Imagenet Training Error after 14 epochs

Rio1210 · January 11, 2021, 1:52pm

I am training Resnet50 on imagenet using the script provided from PyTorch (with a slight trivial tweak for my purpose). However, I am getting the following error after 14 epochs of training. I have allocated 4 gpus in server to run this. Any pointers as to what this error is about would be appreciated.

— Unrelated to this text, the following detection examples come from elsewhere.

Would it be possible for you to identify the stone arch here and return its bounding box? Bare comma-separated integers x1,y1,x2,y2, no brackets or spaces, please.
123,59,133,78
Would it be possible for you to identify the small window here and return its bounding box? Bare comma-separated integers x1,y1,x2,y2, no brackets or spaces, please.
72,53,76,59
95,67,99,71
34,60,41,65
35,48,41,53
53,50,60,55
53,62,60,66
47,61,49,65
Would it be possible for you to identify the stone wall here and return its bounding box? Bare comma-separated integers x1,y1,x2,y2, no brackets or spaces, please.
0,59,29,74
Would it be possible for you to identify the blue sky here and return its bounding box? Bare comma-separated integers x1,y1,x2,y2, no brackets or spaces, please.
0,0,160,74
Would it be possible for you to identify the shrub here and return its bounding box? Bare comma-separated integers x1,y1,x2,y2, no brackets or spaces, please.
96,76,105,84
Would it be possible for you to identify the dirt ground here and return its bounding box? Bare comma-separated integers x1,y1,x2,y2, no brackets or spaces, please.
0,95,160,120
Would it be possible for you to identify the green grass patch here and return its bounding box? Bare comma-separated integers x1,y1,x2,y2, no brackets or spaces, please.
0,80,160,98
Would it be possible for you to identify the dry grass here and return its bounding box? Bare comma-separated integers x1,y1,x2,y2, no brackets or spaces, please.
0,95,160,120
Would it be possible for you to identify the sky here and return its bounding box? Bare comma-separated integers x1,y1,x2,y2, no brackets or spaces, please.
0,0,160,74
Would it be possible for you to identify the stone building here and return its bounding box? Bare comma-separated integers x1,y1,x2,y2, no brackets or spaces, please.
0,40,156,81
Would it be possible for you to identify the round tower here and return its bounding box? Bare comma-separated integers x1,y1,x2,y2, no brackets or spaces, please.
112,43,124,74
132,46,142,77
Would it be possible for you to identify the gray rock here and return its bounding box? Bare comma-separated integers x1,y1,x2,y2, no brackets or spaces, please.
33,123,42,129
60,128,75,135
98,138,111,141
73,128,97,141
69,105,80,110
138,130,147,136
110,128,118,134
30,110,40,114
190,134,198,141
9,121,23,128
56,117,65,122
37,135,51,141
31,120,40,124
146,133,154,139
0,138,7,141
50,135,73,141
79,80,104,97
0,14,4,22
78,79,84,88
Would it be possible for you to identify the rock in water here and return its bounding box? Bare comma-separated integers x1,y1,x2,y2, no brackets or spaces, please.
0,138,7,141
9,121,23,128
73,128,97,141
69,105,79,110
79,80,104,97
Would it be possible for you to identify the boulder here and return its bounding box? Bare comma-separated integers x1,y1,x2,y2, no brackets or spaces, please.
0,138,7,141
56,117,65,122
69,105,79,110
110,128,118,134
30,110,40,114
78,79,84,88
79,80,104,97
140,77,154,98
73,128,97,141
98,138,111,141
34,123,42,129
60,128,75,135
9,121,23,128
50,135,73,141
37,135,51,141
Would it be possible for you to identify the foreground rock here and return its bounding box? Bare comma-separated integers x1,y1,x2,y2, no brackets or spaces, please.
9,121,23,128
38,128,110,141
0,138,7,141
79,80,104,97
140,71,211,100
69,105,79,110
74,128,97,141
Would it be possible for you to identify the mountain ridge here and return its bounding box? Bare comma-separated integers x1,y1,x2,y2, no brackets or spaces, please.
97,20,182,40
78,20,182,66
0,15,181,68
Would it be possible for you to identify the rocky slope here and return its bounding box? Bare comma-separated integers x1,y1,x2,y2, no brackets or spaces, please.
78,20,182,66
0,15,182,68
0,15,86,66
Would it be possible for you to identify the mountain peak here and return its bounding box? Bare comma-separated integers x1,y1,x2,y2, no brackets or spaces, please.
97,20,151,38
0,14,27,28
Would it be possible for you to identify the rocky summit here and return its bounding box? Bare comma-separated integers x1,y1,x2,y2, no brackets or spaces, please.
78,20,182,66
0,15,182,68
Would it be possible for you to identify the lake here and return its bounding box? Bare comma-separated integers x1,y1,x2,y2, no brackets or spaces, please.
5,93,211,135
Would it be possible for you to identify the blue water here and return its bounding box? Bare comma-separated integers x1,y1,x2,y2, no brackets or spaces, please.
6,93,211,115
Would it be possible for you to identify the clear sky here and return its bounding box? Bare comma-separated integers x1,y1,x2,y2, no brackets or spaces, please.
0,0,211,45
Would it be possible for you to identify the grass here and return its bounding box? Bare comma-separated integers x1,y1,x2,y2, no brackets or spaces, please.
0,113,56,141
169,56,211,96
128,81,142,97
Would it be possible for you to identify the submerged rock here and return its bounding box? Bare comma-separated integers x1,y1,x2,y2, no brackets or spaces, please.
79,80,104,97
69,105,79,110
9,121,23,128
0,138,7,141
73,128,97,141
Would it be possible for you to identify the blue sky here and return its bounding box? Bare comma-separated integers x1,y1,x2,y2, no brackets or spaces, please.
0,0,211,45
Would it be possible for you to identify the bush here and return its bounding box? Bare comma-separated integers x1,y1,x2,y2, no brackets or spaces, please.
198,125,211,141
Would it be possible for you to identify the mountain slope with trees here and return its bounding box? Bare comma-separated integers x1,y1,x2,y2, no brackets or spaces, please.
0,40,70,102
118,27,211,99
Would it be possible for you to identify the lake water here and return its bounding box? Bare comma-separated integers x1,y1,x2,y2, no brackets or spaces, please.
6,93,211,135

Thanks a lot!

Epoch: [14][5000/5005]	Time 1.910 (2.018)	Data 0.000 (0.191)	Loss 2.6954 (2.7783)	Total 2.6954 (2.7783)	Reg 0.0000	Prec@1 42.969 (40.556)	Prec@5 64.844 (65.368)	 
Test: [0/196]	Time 86.722 (86.722)	Loss 1.9551 (1.9551)	Prec@1 51.562 (51.562)	Prec@5 81.641 (81.641)
Traceback (most recent call last):
  File "main_group.py", line 549, in <module>
  File "main_group.py", line 256, in main
    
  File "main_group.py", line 466, in validate
    if args.gpu is not None:
  File "/home/users/rio/anaconda3/envs/ml/lib/python3.7/site-packages/torch/utils/data/dataloader.py", line 801, in __next__
    return self._process_data(data)
  File "/home/users/rio/anaconda3/envs/ml/lib/python3.7/site-packages/torch/utils/data/dataloader.py", line 846, in _process_data
    data.reraise()
  File "/home/users/rio/anaconda3/envs/ml/lib/python3.7/site-packages/torch/_utils.py", line 385, in reraise
    raise self.exc_type(msg)
OSError: Caught OSError in DataLoader worker process 11.
Original Traceback (most recent call last):
  File "/home/users/rio/anaconda3/envs/ml/lib/python3.7/site-packages/torch/utils/data/_utils/worker.py", line 178, in _worker_loop
    data = fetcher.fetch(index)
  File "/home/users/rio/anaconda3/envs/ml/lib/python3.7/site-packages/torch/utils/data/_utils/fetch.py", line 44, in fetch
    data = [self.dataset[idx] for idx in possibly_batched_index]
  File "/home/users/rio/anaconda3/envs/ml/lib/python3.7/site-packages/torch/utils/data/_utils/fetch.py", line 44, in <listcomp>
    data = [self.dataset[idx] for idx in possibly_batched_index]
  File "/home/users/rio/anaconda3/envs/ml/lib/python3.7/site-packages/torchvision/datasets/folder.py", line 138, in __getitem__
    sample = self.loader(path)
  File "/home/users/rio/anaconda3/envs/ml/lib/python3.7/site-packages/torchvision/datasets/folder.py", line 174, in default_loader
    return pil_loader(path)
  File "/home/users/rio/anaconda3/envs/ml/lib/python3.7/site-packages/torchvision/datasets/folder.py", line 155, in pil_loader
    with open(path, 'rb') as f:
OSError: [Errno 5] Input/output error: '/data/users2/rio/github/imagenet-data/val/n02102973/ILSVRC2012_val_00009130.JPEG'

ptrblck · January 19, 2021, 9:37am

This error points to a failure in reading the ILSVRC2012_val_00009130.JPEG file. If you’ve mounted the /data folder from a remote server, it could be raised e.g. if the connection fails or times out.
If that’s the case, could you create a local copy of the dataset and rerun the training?

Rio1210 · January 26, 2021, 3:12am

Thank you @ptrblck. I figured out the issue. Apparently the .tar files in the train and val folders were being read /tried to be read by the official PyTorch script. Taking out the .tar files from the train and val folders solved the issue!

Posting it in case someone else might face similar issues!